Advanced In Vitro Solutions for Success
Advanced In Vitro Innovation for the Future

About the Founder

Dr. Holger Behrsing attended the University of CA, at Santa Barbara for his undergraduate degree, majoring in both Biology and German Studies. During his senior year he undertook the UCEAP exchange program to Goettingen Germany where he completed his studies at the Georg-August University. After graduating with Dean’s Honors, he remained a second year when he worked as a research assistant in the Dept. for Molecular Neuroendocrinology at the Max-Planck Institute for Experimental Medicine.  In 1995, he returned to the U.S. to attend UC Davis where he completed his Doctoral degree in Pharmacology and Toxicology.  After graduating, he accepted a post-doctoral appointment at SRI International where he developed liver and lung slice models under two NCI grants that phased into additional R33 fast track funding. He was then recruited by SAIC-Frederick as a Senior Scientist to head the Predictive Toxicology Laboratory section where the slice technology was transferred back to the NCI, and a range of in vitro models were developed and applied to test various chemotherapeutic agents. Dr. Behrsing has over 20 years expertise developing and working with a variety of cell lines, primary cells, and tissues (including the use of porcine liver slices as a basis for an artificial liver), some of which were of human donor origin. 

It was under the tutelage of the late Dr. Charles Tyson at SRI International that Dr. Behrsing developed both liver and lung organ slice models and where he realized the tremendous potential of predictive in vitro culture systems. The work phased into two multi-million dollar R33 fast track awards from the National Cancer Institute. As lab section head and Principal Investigator at Leidos Biomedical Research, Inc. (formerly SAIC-Frederick) recent work includes the measurement of cytokines as early indicators of downstream pulmonary toxicity, development of a medium-throughput bone marrow toxicity assay (as an alternative to the validated CFU-GM bone marrow toxicity assay), and the use of high content imaging to detect the adverse effects of anti-neoplastic agents that cause peripheral neuropathy in an in vitro dorsal root ganglion culture system.
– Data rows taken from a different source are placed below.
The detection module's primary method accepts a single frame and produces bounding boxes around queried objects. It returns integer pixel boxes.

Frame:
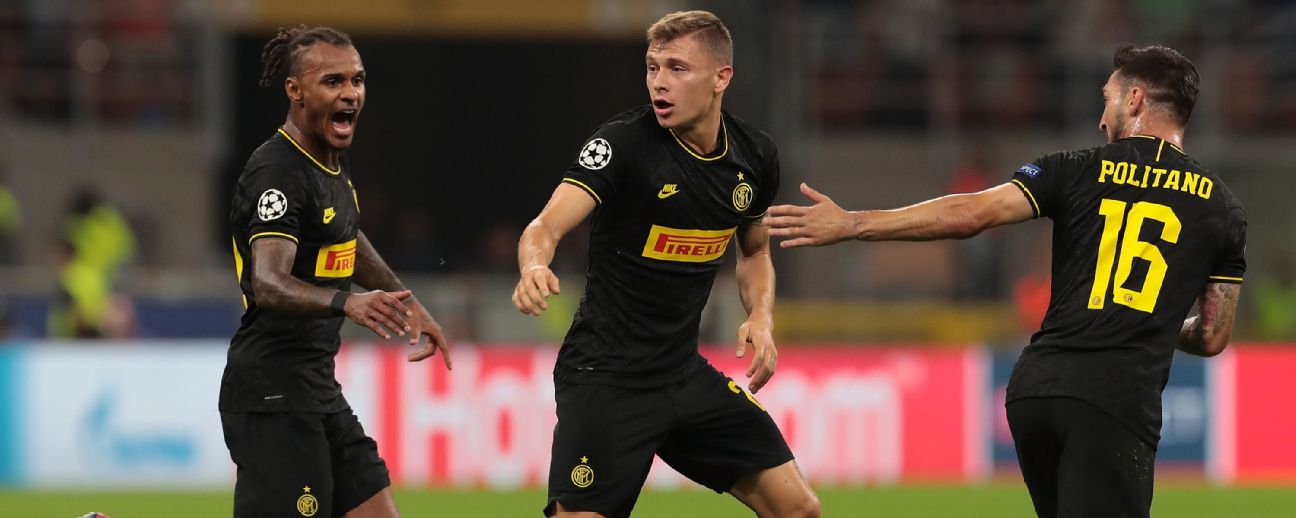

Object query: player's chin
[328,132,355,149]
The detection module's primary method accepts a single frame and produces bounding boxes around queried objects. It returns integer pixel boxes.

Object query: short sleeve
[244,167,310,243]
[1011,152,1083,218]
[746,145,780,219]
[1210,207,1247,284]
[562,126,630,205]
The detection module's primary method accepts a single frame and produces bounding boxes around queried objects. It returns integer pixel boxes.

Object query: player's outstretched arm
[1179,282,1242,356]
[251,237,410,338]
[735,220,779,394]
[353,231,451,369]
[765,184,1034,249]
[513,183,595,316]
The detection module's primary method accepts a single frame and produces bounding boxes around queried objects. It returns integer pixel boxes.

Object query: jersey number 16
[1089,199,1183,313]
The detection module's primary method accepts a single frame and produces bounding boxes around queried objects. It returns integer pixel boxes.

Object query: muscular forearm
[1178,282,1242,356]
[253,272,337,316]
[517,219,559,272]
[850,194,986,241]
[735,251,774,321]
[351,232,406,291]
[1178,316,1209,356]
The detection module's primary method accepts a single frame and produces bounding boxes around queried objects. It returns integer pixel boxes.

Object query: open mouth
[329,109,359,137]
[652,98,675,119]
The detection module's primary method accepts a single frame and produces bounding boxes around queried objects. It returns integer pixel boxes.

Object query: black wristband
[328,290,351,316]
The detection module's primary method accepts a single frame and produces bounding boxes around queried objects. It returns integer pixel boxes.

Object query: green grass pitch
[0,483,1296,518]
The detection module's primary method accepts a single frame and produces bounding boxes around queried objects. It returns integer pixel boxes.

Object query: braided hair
[259,25,354,88]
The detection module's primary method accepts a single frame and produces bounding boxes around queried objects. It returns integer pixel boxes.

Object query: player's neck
[1126,120,1183,149]
[675,106,721,155]
[283,117,341,171]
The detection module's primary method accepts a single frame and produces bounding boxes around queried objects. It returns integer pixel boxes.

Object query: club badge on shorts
[572,456,594,490]
[297,486,320,518]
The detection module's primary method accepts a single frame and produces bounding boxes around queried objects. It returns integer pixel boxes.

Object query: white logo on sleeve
[577,139,612,170]
[257,189,288,221]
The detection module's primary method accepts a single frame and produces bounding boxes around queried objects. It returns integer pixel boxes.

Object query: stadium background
[0,0,1296,517]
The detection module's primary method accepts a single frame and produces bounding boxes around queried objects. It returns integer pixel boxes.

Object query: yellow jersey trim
[1130,135,1187,154]
[666,119,728,162]
[1012,179,1043,218]
[279,128,342,176]
[248,232,301,245]
[229,236,248,311]
[562,179,603,205]
[1208,276,1242,284]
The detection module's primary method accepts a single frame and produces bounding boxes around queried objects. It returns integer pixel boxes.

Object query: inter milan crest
[572,457,594,490]
[577,139,612,170]
[734,181,752,212]
[297,486,320,518]
[257,189,288,221]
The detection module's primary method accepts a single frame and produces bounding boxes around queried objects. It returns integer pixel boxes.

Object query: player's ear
[715,65,734,93]
[1125,85,1147,117]
[284,75,302,105]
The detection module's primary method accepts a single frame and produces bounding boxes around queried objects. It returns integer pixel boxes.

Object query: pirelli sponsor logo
[644,225,736,263]
[315,240,355,277]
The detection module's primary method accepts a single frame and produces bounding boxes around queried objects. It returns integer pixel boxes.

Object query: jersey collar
[1129,135,1187,159]
[666,117,728,162]
[279,128,342,176]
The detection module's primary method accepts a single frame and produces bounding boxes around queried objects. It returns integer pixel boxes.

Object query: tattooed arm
[1178,282,1242,356]
[251,237,410,338]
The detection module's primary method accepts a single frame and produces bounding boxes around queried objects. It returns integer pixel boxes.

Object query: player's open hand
[406,298,454,370]
[737,320,779,394]
[342,290,413,339]
[762,184,855,249]
[513,264,561,316]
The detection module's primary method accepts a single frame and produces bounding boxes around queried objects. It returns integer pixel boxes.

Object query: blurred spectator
[48,241,110,338]
[0,171,22,265]
[949,145,1003,300]
[64,188,135,281]
[48,189,135,338]
[1249,253,1296,341]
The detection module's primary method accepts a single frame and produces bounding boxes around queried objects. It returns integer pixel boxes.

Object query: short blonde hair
[648,10,734,65]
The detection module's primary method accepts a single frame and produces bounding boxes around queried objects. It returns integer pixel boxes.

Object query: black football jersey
[220,130,359,412]
[1007,136,1247,444]
[555,106,779,387]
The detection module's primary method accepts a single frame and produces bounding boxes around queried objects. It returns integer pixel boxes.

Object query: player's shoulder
[1016,146,1103,177]
[722,111,775,152]
[238,132,303,183]
[596,105,661,136]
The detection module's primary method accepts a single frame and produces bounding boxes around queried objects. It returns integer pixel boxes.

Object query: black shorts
[544,364,792,518]
[220,409,391,518]
[1007,398,1156,518]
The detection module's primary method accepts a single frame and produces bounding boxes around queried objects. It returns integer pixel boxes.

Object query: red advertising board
[338,346,989,487]
[1213,346,1296,483]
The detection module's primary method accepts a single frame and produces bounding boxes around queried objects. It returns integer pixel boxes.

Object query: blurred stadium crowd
[0,0,1296,344]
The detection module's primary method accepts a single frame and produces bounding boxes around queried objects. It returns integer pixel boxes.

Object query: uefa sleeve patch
[1017,163,1039,177]
[577,139,612,170]
[257,189,288,221]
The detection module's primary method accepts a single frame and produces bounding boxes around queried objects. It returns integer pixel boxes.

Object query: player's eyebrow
[320,73,346,83]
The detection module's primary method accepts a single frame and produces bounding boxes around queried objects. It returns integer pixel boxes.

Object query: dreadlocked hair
[259,25,354,88]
With common goals and mutual interests, Dr. Behrsing joined the Institute for In Vitro Sciences (IIVS) in May of 2014. As the Principal Scientist he is tasked with the development of an inhalation toxicology program designed to better understand the events leading to chronic pulmonary obstructive disease (COPD).  The development and use of human in vitro and ex vivo models to generate meaningful toxicological data is intended to provide regulatory agencies with additional tools to better assess the risk of tobacco (or other inhaled) products.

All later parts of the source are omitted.